A l’occasion de la conférence ministérielle sur les restructurations organisée par la présidence belge ces 18 et 19 octobre, la Vice-Première ministre et ministre de l’Emploi, Joëlle Milquet, a énoncé de nouvelles propositions concrètes pour anticiper et gérer de façon socialement responsable les restructurations.
Au cours des six premiers mois de l’année 2010, 458 grandes restructurations ont été annoncées dans l’Union européenne, pour un total de 130.000 pertes d’emplois. Les restructurations touchent tous les pays, une solution européenne est donc nécessaire.
La conférence a débuté par une synthèse des 27 séminaires nationaux organisés par la Commission européenne sur le thème des restructurations qui a permis de disposer de l’inventaire des bonnes pratiques au sein des Etats membres. La ministre souhaite un cadre européen sur l’anticipation et la gestion socialement responsable des restructurations.
Pour Joëlle Milquet, et c’est le message qui ressort de cette conférence, les restructurations sont un enjeu fondamental dans le cadre de la Stratégie 2020 pour l’emploi et la croissance. Il s’agit d’un élément qui contribuera à la croissance intelligente, durable et inclusive. L’anticipation et la gestion socialement responsable des restructurations sont tant un enjeu de politique industrielle qu’un enjeu de politique de l’emploi. Les mesures les plus efficaces en matière de restructurations sont celles prises au sein de l’entreprise elle-même.

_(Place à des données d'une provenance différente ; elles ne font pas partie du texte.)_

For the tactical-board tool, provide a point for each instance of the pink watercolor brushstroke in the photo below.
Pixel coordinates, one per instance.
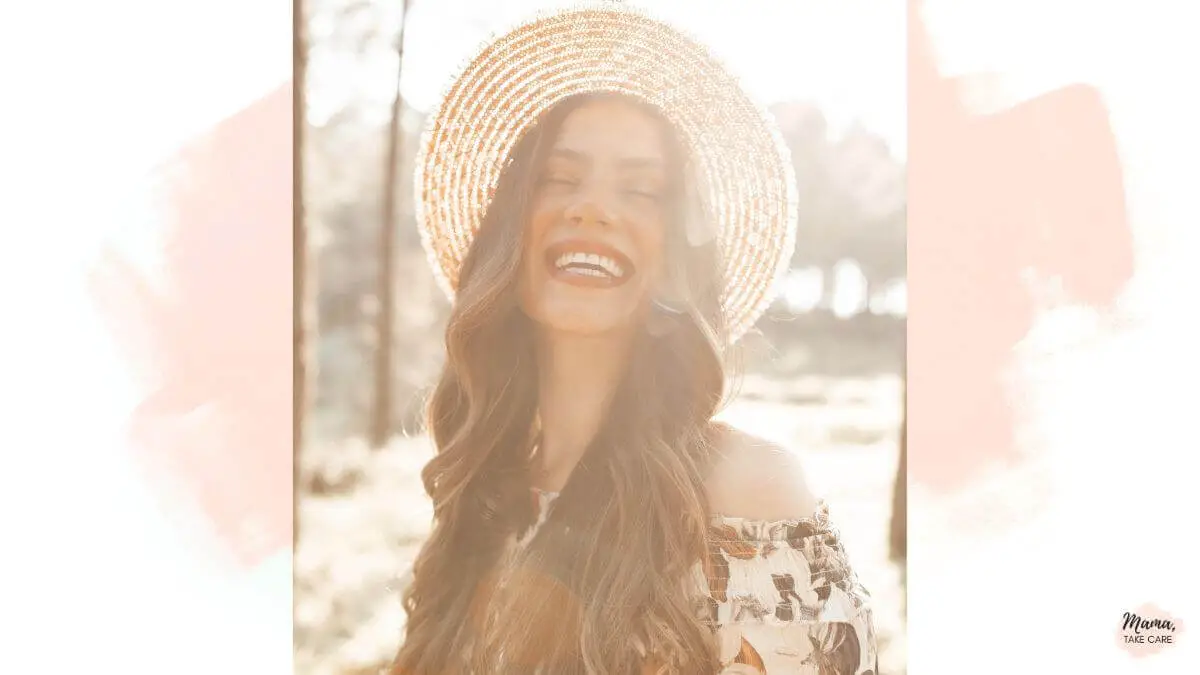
(1038, 186)
(213, 344)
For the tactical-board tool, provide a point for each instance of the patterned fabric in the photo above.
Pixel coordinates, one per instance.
(781, 597)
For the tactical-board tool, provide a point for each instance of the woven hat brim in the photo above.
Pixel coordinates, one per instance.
(743, 168)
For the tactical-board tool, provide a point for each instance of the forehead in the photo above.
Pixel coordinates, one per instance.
(612, 126)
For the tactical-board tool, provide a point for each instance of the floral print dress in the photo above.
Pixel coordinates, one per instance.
(781, 595)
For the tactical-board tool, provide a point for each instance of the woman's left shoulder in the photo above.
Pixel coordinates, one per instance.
(757, 479)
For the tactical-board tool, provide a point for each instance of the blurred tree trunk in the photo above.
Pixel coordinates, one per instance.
(300, 286)
(899, 535)
(385, 322)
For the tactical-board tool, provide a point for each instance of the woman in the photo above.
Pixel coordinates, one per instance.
(609, 213)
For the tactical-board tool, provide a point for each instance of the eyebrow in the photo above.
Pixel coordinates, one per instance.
(625, 162)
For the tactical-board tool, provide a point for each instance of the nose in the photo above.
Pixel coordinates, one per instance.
(589, 210)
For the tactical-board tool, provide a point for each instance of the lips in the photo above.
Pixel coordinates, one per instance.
(588, 263)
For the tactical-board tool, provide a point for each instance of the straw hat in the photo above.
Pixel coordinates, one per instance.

1. Anticiper les restructurations dans une économie en transformation : le concept de "prévisions" doit devenir le maître-mot de notre action
Joëlle Milquet a insisté sur deux éléments importants pour une anticipation efficace des restructurations, outre le rôle du dialogue social et en particulier du dialogue social sectoriel.

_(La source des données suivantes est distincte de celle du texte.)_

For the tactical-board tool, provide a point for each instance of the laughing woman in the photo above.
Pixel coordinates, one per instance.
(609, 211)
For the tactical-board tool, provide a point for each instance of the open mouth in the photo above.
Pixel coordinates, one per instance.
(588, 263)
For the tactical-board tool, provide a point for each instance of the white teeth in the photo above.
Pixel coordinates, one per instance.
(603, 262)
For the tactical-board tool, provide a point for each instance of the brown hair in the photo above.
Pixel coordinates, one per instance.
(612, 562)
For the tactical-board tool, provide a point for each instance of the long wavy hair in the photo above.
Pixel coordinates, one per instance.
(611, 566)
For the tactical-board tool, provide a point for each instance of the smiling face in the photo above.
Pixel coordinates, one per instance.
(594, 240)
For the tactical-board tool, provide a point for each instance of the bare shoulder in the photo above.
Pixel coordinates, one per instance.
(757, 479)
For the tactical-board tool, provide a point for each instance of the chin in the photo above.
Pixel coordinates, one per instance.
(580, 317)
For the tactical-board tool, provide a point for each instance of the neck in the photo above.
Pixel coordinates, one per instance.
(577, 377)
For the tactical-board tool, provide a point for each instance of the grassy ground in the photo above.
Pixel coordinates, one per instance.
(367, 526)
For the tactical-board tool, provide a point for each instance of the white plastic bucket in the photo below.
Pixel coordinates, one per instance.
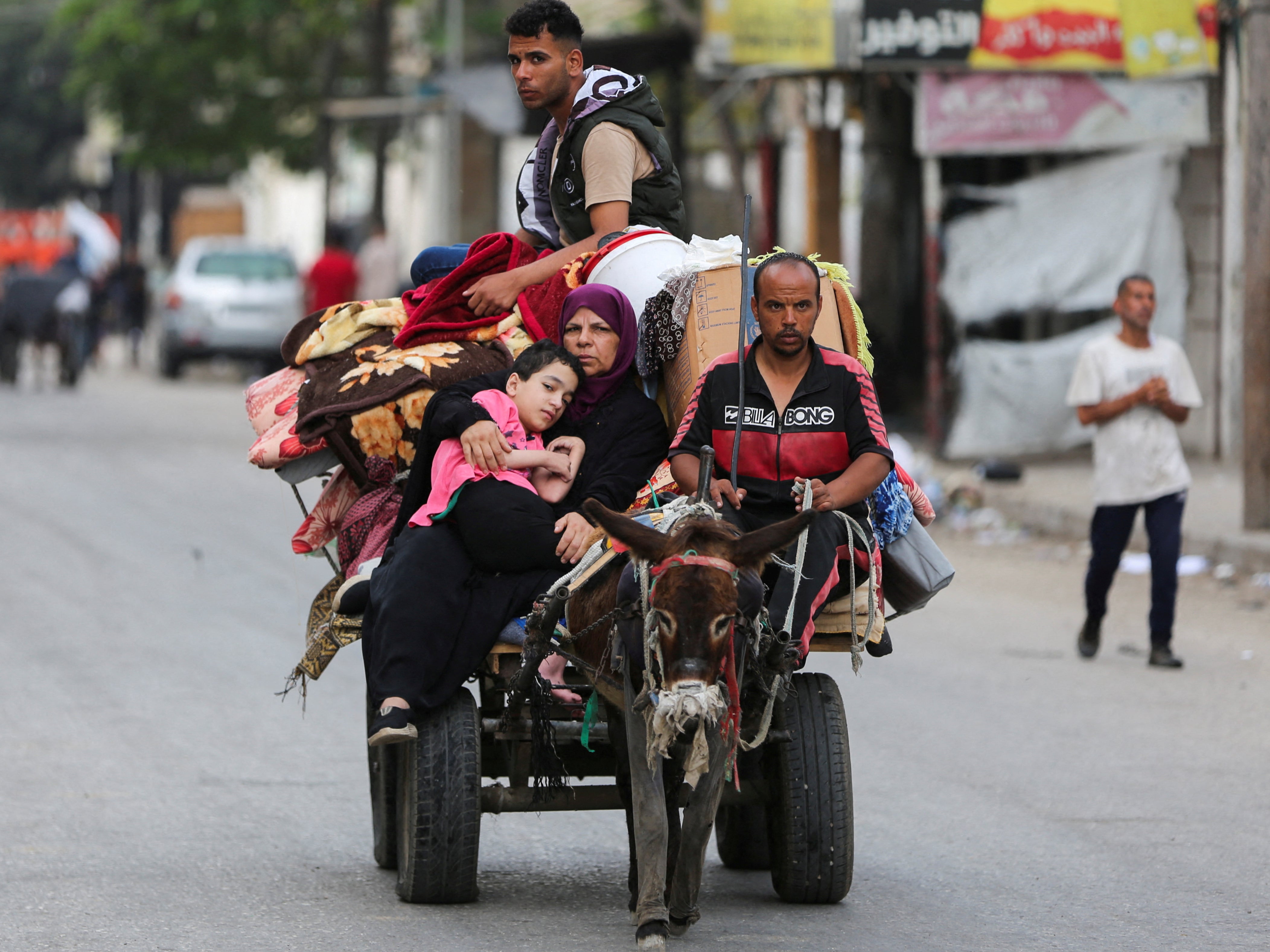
(633, 268)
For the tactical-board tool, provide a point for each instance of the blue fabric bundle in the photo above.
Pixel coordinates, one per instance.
(893, 511)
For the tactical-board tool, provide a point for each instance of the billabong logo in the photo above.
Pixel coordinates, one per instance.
(809, 417)
(755, 417)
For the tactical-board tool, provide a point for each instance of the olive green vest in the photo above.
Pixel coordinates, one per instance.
(656, 200)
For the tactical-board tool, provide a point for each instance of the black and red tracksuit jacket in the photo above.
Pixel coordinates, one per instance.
(830, 422)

- Un monitoring économique des secteurs par les partenaires sociaux
Ce monitoring doit être mené de manière permanente afin de disposer d’informations précoces et pour que tous les acteurs soient informés à temps des tendances économiques dans les secteurs afin de pouvoir agir, d’observer les entreprises qui ne suivent pas la tendance générale du secteur, qui ne sont pas rentables ou le deviendront à terme, et qui dès lors sont exposées au risque de restructuration. Il doit s’effectuer sur la base d’indicateurs de qualité, systématiques et consistants. Pour Joëlle Milquet, il faut réfléchir à la mise sur pied d’un mécanisme d’alerte qui avertirait des "décrochages" économiques ou des pénuries de compétences.

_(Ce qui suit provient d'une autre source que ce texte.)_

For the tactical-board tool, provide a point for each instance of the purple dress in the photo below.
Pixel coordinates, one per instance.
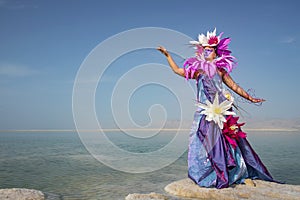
(212, 160)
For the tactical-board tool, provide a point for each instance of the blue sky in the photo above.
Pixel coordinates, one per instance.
(43, 44)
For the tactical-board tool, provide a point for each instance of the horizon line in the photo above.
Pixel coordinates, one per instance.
(137, 129)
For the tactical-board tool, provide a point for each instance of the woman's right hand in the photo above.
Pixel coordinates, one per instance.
(163, 50)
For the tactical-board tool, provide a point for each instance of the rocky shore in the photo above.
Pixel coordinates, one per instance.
(252, 189)
(21, 194)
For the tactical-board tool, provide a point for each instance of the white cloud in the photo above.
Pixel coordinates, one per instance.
(16, 70)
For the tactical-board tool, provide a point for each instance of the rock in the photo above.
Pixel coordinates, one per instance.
(151, 196)
(21, 194)
(252, 189)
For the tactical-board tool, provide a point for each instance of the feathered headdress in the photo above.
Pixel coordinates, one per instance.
(224, 59)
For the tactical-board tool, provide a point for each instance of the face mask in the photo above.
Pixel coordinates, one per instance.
(207, 52)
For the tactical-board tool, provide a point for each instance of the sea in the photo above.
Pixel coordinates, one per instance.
(57, 163)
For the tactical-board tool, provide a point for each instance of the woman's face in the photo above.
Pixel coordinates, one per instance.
(209, 53)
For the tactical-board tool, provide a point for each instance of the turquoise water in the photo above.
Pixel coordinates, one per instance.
(58, 164)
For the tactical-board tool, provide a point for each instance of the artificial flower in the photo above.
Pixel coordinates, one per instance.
(215, 111)
(211, 39)
(232, 130)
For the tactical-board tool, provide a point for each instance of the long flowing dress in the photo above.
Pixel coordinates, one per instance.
(212, 160)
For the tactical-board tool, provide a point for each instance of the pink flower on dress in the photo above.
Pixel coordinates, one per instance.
(232, 130)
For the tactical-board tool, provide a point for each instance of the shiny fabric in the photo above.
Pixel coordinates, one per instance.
(212, 160)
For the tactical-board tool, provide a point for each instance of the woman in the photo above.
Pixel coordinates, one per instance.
(219, 153)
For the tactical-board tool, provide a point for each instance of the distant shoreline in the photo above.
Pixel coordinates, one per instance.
(129, 129)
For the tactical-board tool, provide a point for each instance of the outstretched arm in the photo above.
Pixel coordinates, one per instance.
(236, 88)
(173, 65)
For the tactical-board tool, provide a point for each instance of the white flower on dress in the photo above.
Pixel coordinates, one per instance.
(215, 111)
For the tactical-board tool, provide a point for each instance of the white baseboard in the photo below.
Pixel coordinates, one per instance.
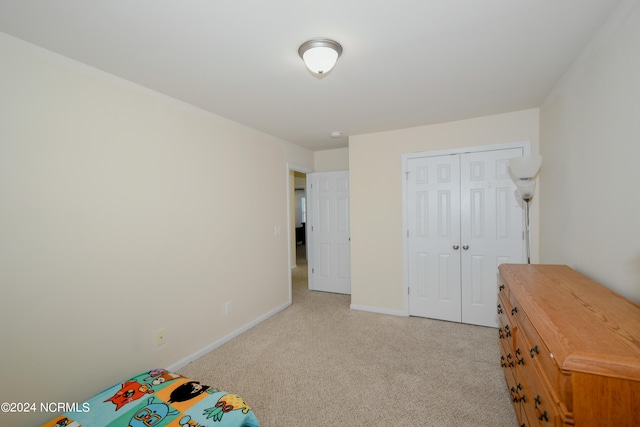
(198, 354)
(379, 310)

- Les secteurs comme observatoire prospectif des compétences et des qualifications
L’anticipation des changements permet également d’anticiper les besoins futurs de qualifications et de compétences des marchés de l’emploi. Une telle anticipation doit permettre aux institutions publiques de formation, aux services publics de l’emploi et aux partenaires sociaux de concevoir, dans les temps, des programmes de formation adéquats. La formation est en effet essentielle pour accompagner la transition économique en préservant l’emploi. Un monitoring des compétences et qualifications est donc tout aussi important.
En outre, la création des "comités sectoriels sur l’emploi et les compétences" composés de façon tripartite mobiliseraient les entreprises, les partenaires sociaux, les autorités publiques et éventuellement les universités en vue de déterminer les besoins à venir, de susciter l’esprit d’entreprise et de favoriser le transfert de connaissances. Ce type d’initiatives assurerait également la promotion de la mobilité intersectorielle et l’employabilité des travailleurs.
2. Assurer des transitions professionnelles de qualité en renforçant la formation
Afin d’assurer des transitions professionnelles de qualité, la conférence a insisté sur l’importance des compétences et des qualifications et donc de la formation afin que les travailleurs ne soient pas dépourvus en cas de restructuration.Joëlle Milquet a rappelé que :
- trop souvent, les formations sont proportionnellement moins accessibles aux moins qualifiés et aux travailleurs plus âgés, alors que ces catégories de travailleurs sont précisément les plus vulnérables en cas de restructuration ;
- la formation est un défi auquel les partenaires sociaux européens et nationaux doivent être attentifs. Tant au niveau européen qu’au niveau national, des projets de formation continue sectoriels devraient être élaborés, en permettant aussi une ouverture vers d’autres secteurs ;
- la fixation de sous-objectifs nationaux par les Etats membres en matière de taux de participation à la formation, dans le cadre de leur Programme national de réforme, devrait être une priorité, de même que l’élaboration de projets de formation continue sectoriels, au travers des partenaires sociaux européens et nationaux ;
- la surveillance budgétaire renforcée qui se met en place sur le plan européen devra aussi veiller à renforcer les politiques qui soutiennent le capital humain.